Humility in EBT

I am wondering about the idea of humility in EBT. Is it a good or a bad quality?
One of the reasons I ask, is that I recently read this (about his meeting with a senior monk):
where the author, Ajahn Brahm, writes:

Little did I know that the great Mahāthera was to make the tea himself for us! I was stunned by such humility.

I was myself stunned by this sentence, since making tea for a guest is certainly something quite normal in my world, and not a particular sign of humility.
In Christian religion even the Pope makes a big show of humility, for example by washing and kissing criminals feet:

This seems very far apart from Theravada Buddhism as currently practiced, where it’s more like the lay people and junior monks who wash the feet of the ‘Ajahns’.

So how was humility understood in EBT? And was it recommended? Also to monks?


It is very normal, but imagine if Obama had made tea for you himself if you had visited the White House during his administration!

The way I read it, it was more of a statement of how much the writer had built up the reputation of his host in his own mind.


I hope it is welcome to note that I have a really warm fondness for your questions. Anyway, here’s my 1 minute attempt at answering a couple aspects of your Q.

Often in human culture, the significance of things is in the meanings built up around particular contexts, and the actions themselves have no inherent meaning.

When I use the following example, I’m not drawing any other likeness then to highlight how context may colour meaning… while tea making is, indeed, a totally normal thing would you not even bat an eye lid if you went round to Buckingham Palace and the queen herself made you a cup of tea?

Naturally the queen has accrued her ‘status’ by a totally different system of values to that of Ajahn Brahm, but guess a point they have in common is that for their different reasons they are so highly revered that they don’t ever have to make a cup of tea if they don’t want to (as so many are desperate to do it for them). When they do so anyway, it might be reasonably taken as some light-hearted indicator of how they themselves relate to privileges available to them.
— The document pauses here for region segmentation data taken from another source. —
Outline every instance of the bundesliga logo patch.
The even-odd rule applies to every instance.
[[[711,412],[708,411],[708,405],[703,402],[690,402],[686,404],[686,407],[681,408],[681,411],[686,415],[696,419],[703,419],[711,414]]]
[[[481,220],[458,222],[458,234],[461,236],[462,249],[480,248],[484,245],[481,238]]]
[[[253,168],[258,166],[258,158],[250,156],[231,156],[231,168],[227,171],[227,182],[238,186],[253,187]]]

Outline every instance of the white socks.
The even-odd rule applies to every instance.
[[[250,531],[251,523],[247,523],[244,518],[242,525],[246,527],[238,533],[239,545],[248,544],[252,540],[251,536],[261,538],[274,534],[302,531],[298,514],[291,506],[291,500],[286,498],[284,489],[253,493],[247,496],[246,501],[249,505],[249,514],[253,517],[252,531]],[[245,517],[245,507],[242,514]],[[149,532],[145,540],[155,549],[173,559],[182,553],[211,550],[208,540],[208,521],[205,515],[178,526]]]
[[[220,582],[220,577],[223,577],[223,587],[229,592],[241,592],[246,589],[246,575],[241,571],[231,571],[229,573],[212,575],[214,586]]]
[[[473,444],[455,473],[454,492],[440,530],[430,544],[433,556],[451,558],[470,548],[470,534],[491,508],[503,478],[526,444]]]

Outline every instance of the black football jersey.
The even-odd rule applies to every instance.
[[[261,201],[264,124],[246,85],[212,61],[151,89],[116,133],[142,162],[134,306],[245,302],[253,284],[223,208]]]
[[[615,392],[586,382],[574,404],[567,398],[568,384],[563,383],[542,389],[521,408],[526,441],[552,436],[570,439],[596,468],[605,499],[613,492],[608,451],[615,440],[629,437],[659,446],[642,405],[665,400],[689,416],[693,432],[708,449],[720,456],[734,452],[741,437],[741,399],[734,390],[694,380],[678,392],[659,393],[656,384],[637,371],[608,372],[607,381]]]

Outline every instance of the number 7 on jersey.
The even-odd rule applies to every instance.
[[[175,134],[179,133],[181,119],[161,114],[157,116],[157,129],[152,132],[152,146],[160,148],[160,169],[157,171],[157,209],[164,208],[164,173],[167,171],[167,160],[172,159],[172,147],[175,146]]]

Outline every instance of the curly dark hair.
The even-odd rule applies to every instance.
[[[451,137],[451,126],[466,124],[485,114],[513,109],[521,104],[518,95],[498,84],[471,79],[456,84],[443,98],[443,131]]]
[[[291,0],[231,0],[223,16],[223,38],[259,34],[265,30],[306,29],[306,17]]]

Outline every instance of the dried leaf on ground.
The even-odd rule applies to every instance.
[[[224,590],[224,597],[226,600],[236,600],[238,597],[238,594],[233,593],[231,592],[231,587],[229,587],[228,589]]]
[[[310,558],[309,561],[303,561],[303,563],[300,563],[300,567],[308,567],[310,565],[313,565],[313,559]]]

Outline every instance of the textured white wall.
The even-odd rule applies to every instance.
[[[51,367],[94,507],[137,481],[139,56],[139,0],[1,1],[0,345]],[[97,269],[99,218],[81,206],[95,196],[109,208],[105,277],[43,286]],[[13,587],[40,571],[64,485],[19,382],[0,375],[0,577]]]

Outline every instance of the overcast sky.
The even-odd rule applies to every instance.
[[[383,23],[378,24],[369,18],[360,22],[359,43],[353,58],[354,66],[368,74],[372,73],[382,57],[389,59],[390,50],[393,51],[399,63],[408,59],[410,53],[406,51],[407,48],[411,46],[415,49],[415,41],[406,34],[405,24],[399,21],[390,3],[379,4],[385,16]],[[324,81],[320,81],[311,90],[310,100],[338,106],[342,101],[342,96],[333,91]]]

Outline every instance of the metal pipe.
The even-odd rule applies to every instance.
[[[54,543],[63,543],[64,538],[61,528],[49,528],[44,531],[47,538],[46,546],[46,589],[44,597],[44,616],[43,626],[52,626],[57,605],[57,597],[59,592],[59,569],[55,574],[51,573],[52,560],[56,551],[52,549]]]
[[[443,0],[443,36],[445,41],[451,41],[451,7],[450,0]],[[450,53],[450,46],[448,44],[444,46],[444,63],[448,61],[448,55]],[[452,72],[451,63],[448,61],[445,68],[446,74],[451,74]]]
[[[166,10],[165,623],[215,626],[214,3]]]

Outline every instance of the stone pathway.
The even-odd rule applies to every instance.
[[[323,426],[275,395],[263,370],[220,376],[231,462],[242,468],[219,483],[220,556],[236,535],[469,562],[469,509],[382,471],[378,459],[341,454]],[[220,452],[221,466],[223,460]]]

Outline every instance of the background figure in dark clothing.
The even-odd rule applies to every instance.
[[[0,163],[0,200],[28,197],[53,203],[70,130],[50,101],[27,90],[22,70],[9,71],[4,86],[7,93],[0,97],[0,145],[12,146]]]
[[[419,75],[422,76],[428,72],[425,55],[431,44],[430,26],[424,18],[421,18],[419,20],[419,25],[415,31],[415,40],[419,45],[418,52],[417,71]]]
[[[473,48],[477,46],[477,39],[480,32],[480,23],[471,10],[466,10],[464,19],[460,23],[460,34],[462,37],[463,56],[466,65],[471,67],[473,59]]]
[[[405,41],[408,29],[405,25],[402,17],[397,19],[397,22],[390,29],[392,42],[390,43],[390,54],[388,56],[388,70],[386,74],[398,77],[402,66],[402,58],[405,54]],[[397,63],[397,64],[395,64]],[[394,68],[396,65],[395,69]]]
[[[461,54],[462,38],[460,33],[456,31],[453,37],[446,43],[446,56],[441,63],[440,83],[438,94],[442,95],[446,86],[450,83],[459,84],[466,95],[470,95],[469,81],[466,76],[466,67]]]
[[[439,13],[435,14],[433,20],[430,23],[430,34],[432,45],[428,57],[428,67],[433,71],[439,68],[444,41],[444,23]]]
The Buddha washed his own feet (eg. SN4.7) and also washed up after a monk who had soiled himself (Kd8).


that’s a cool comparison and makes things clearer thanks! Though for me it’s more someone like say Gustavo Dudamel who is a hero for me (btw a lot of musicians in his orchestra were Soka members), and indeed I would be honored - if not stunned - if he made tea for me :slight_smile:


thank you! and I appreciate your replies :smiley: and your tolerance when my curiosity leads me a bit off topic sometimes! :wink: With metta :grinning:


In the larger sense (as in beyond the necessary constraints of a forum), I think your questions are totally on topic! One of the suttas that allowed me to feel a little safer exploring Buddhism when I first arrived at it’s door was MN47. It and a few others gave me confidence that this is a teaching most absolutely about inquiry. This was just as well for me, because my orientation is to attempt to rip a thing to shreds and if something is left standing afterwards then perhaps consider it trustworthy. That said, I was glad that I was only interested in doing a delicate, careful, peaceful ripping to shreds attempt; not least because I intuitively had a sense that this teaching goes well beyond the intellect.
Much metta.


Your question is not trivial as it questions current customs. I would distinguish three frameworks: 1. monastics & laypeople 2. senior monastics and their junior monastic students 3. humility as a general value in ‘Buddhism’.

to 1. even if the EBTs attitudes are all over the place I’d say the original position was quite clear: with leaving the householder life monastics were supposed to leave all considerations of praise and blame, high and low status behind. If you praise or blame is up to you, the lay person - the monastic is following dhamma-vinaya and that’s it. A monastic expecting laypeople to behave in a certain respectful way beyond normal courtesy is full of themselves and their social persona. (A CEO or politician etc. of course as well, but they don’t pretend to have left the social game behind).

to 2. Here a junior monastic directs their faith and devotion to a teacher who represents the highest goal. In this case the position of humility towards the teacher is self-chosen, and I would argue, necessary.

to 3. I’m actually not sure about this one. I’d say the EBT position is ‘do your job in a kind way’. The texts certainly don’t expect a king to be humble towards his subjects or a householder towards his slaves. Rather, ‘don’t mistreat them’, ‘be kind’, but also ‘know your place’. (?)